Which leads me onto my one suggestion: On the archive page, it would be nice to have the option of sorting articles by when they first appeared. The 'sort by topic' function is useful when you're looking for a particular type of article, but if you're just browsing, or if you're new and doing a bit of a catch-up, it would be nice to be able to work through chronologically.

GGA - You can achieve this by visiting the "months" section of the Archives. Each link will take you to that months front page which will then have a list of all articles/reviews/etc published that month.

Michael Hoffman: This is in response to Joe Huber's fine review of The Complete Win at Spades. Although I agree that Bridge is a much more exciting game than Spades, Spades is a far easier game for people to learn and play.

In Mr. Huber's analysis of the final chapters, he takes the author to task over the fact that N/S was praised for bidding 4 (North's bid of 2 seemed to be the final straw), and suggests that a bid of 3 would be more appropriate. Now I haven't read the book, so I'm not sure if the authors are using different rules than I grew up with, but when I learned Spades 20 years ago, the "minimum team bid" was the "number of players in the game". So in a team game, the minimum team bid was 4! ("nil" bids obviously notwithstanding).

With that rule in mind, it seems that the author's do a fine job of analysis of that specific situation.

Odeda Rosenthal: I am the author of Coping with Colorblindness (published in 1997), the most comprehensive reference on inherited and acquired color vision confusion (CVC)—which is what I prefer to call the condition.

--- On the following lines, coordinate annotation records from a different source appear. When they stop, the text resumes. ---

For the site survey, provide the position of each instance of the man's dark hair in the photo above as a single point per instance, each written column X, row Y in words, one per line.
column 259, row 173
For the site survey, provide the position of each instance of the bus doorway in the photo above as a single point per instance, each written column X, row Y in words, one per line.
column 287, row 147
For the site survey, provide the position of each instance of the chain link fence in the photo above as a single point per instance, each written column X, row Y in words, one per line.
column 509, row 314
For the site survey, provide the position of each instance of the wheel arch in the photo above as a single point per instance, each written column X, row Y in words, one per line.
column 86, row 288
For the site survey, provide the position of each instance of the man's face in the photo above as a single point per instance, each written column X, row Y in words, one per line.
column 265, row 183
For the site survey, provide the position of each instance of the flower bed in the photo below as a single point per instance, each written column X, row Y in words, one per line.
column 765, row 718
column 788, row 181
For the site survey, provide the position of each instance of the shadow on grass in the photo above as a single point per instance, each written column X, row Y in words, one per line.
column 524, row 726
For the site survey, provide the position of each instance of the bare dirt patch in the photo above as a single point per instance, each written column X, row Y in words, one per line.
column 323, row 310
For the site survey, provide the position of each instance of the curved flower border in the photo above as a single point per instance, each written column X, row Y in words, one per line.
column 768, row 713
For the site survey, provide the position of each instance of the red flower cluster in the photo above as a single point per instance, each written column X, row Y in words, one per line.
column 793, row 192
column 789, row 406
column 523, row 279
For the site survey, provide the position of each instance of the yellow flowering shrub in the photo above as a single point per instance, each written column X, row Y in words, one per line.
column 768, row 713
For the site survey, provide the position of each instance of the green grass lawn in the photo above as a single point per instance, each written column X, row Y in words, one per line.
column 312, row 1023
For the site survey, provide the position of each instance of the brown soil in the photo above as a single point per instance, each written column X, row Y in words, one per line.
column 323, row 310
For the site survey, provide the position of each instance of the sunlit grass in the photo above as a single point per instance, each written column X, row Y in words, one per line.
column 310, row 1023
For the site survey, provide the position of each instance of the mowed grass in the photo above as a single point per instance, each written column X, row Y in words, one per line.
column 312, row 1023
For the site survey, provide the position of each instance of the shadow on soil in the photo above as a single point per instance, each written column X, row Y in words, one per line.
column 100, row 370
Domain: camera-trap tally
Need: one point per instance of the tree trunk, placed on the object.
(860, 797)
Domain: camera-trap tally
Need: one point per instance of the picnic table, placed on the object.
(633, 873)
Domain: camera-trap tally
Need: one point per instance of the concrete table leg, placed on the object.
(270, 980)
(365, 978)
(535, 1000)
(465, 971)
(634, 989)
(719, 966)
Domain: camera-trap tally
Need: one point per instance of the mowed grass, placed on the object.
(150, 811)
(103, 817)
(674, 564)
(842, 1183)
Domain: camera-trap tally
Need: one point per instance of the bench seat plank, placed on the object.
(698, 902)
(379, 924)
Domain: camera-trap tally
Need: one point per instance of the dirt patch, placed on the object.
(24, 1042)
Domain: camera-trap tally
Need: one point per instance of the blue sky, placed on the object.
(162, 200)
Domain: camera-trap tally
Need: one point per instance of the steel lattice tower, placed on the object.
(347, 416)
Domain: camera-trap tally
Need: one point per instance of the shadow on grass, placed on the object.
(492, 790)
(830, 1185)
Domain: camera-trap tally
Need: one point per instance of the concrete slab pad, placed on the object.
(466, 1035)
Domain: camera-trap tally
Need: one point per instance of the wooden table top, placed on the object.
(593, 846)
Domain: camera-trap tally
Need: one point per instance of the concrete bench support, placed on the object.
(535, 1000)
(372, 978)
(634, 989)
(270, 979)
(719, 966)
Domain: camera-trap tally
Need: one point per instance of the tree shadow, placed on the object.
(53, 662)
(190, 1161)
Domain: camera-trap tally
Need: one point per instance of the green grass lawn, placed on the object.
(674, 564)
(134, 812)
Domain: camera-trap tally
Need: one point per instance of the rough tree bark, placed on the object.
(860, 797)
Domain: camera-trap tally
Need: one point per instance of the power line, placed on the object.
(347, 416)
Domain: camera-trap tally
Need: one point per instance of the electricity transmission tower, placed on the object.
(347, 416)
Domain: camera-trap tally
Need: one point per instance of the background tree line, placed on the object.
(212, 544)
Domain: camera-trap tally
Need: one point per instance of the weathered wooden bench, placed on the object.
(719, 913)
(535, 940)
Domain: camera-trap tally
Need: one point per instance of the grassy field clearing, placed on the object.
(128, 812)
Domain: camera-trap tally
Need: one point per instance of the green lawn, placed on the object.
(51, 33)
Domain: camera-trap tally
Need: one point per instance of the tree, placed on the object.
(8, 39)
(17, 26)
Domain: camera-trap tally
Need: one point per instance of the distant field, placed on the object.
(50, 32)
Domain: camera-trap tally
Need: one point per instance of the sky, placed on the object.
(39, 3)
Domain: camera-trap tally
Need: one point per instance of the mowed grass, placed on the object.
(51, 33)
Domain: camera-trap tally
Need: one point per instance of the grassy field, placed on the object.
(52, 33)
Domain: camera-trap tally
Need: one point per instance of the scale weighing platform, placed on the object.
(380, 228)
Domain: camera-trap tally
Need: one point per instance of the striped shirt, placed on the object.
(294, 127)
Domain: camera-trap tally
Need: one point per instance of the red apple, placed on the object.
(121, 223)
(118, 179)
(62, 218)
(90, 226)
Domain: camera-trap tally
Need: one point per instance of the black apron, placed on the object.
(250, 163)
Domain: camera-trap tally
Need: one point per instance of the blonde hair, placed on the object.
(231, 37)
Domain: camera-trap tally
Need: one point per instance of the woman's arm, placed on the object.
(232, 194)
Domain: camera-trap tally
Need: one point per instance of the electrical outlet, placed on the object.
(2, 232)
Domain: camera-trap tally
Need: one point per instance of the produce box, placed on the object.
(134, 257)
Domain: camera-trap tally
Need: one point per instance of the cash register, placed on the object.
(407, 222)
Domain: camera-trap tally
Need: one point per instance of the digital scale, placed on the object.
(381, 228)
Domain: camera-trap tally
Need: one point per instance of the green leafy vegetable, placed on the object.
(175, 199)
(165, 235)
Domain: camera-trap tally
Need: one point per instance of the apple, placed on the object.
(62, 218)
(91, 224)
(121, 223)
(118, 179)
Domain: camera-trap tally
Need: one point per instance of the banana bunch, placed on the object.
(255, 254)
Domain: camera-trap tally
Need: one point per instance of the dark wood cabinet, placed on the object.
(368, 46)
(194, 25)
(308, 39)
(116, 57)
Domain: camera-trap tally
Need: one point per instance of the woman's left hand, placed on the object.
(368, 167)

I wish to point out a few things:

When you speak of color contrasts—these contrasts are not the same for them. They need light (value) variations more than color contrasts.

When people say they are only slightly color blind- red-green, they seem to be ignorant of the fact that hardly anyone is so blind to color that they see no color at all. Achromatopsia is rare.

When brown is used to "substitute" for red, it is such an outrageous reading of what I have published that it is sad. Some see brown as equal to red, but they don't see either color as those who see the full color spectrum. The use of red on black, or black on red still persists, but for most who have CVC those two colors are equal to the same thing. Yellow in its full intensity can register as a deep gray-black to most. Try this on a black and white xerox machine and you will get the same response—it will not come out a light color. Those who see the full color spectrum assign reactions of emotions or memory to the colors, but that is not the case with CVC—they do not use that as their visual guide, but rather texture, line and other design, placement of dramatic shifts in light variation, as well as speed or motion. Adding sound helps.

Of course there is much more, but what is being done now is misreading of available information with quick fixes that do very little other than show ignorance of the condition which is not simple.

Allen Varney: True factoid: Steve Jackson stopped publishing Pocket Box Games because the box manufacturer accidentally destroyed the one and only mold! It would have been far too expensive to recreate it, so Steve just went to cardboard boxes instead. In recent years he has made noises about publishing games in DVD cases, but so far as I know this hasn't happened yet.

Andy Merritt: Just a quick comment—I haven't played Pickomino myself, but it sounds like an updated version of Reiner Knizia's Octo, which was published in his book Dice Games Properly Explained (which I can recommend highly). The main changes are that in Octo you use standard dice, and players try to score as high as possible. If you score the highest yet then you write your score on a slip of paper and keep it in front of you. Other players then get one attempt each to beat this. If one of them achieves it, then then they get the paper and note their score and everyone else gets one more shot and so on. It works well, and sounds like it may well be a bit quicker and be less prone to petering out than Pickomino.